Aujourd’hui, il n’est pas possible d’invoquer la Loi des mesures d’urgence à volonté et de la maintenir à volonté. La Loi exige que le gouvernement consulte les provinces et fasse rapport au Parlement du résultat de ces consultations. Dans le contexte de l’époque – de réconciliation avec le Québec – il était implicite que la loi ne pourrait être imposée au Québec sans son consentement.
Le gouvernement nous a informés que, sur dix provinces, sept s’opposent à la proclamation des mesures d’urgence. Et, sur les trois autres, qui ont justifié leur appui à cause de la situation dans la ville d’Ottawa, deux ont affirmé qu’elles n’en ont pas besoin chez elles.
Et qu’est-ce que le fédéral a fait ? Il a choisi d’imposer sa loi partout ! Il l’impose au Québec, même si le gouvernement et un vote unanime de l’Assemblée nationale l’ont récusée. Pour le gouvernement, consulter c’est « cause toujours ». Nous imposer cette loi sans notre consentement nous apparaissait impensable. C’est pourtant c’est ce qui se produit. La réconciliation avec le Québec a pris le bord !
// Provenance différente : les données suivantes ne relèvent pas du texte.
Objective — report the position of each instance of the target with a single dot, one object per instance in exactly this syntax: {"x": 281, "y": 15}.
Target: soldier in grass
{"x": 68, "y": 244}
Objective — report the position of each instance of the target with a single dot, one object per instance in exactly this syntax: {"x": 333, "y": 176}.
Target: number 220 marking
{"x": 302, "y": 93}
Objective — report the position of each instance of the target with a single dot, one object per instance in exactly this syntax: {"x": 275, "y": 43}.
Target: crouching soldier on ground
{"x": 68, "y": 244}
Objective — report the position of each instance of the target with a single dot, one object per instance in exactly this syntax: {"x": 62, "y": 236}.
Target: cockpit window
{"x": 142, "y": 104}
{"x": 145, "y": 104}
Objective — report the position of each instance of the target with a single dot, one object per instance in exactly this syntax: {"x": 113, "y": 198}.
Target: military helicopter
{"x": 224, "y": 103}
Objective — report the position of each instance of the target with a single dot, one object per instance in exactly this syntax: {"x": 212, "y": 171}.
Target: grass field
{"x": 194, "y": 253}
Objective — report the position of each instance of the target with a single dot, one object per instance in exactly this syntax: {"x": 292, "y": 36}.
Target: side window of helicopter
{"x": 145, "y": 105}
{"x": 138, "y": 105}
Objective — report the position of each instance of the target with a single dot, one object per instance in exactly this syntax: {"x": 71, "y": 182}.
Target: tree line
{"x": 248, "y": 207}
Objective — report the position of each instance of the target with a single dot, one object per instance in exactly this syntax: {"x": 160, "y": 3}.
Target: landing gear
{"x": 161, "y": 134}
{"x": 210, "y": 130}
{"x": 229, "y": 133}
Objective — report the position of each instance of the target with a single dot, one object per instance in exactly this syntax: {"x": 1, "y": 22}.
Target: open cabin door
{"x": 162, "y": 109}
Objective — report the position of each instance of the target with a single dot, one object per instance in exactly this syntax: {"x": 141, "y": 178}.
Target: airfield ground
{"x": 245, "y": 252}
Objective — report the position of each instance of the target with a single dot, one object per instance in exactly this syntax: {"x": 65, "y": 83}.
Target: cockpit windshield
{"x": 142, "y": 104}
En Chambre, il est toujours navrant de voir les députés libéraux qui représentent des circonscriptions québécoises voter contre la volonté unanime de notre Assemblée nationale. Même chose pour le seul député néodémocrate du Québec. Avec ses collègues du NPD, il a choisi d’appuyer le gouvernement Trudeau, permettant à la loi d’être adoptée.
En 1970, le NPD de Tommy Douglas avait voté contre la Loi sur les mesures de guerre. Douglas disait que cela équivalait à utiliser un marteau piqueur pour écosser une arachide. Sortir l’arme nucléaire législative dans le contexte actuel revient aussi à utiliser un marteau piqueur pour écosser une arachide.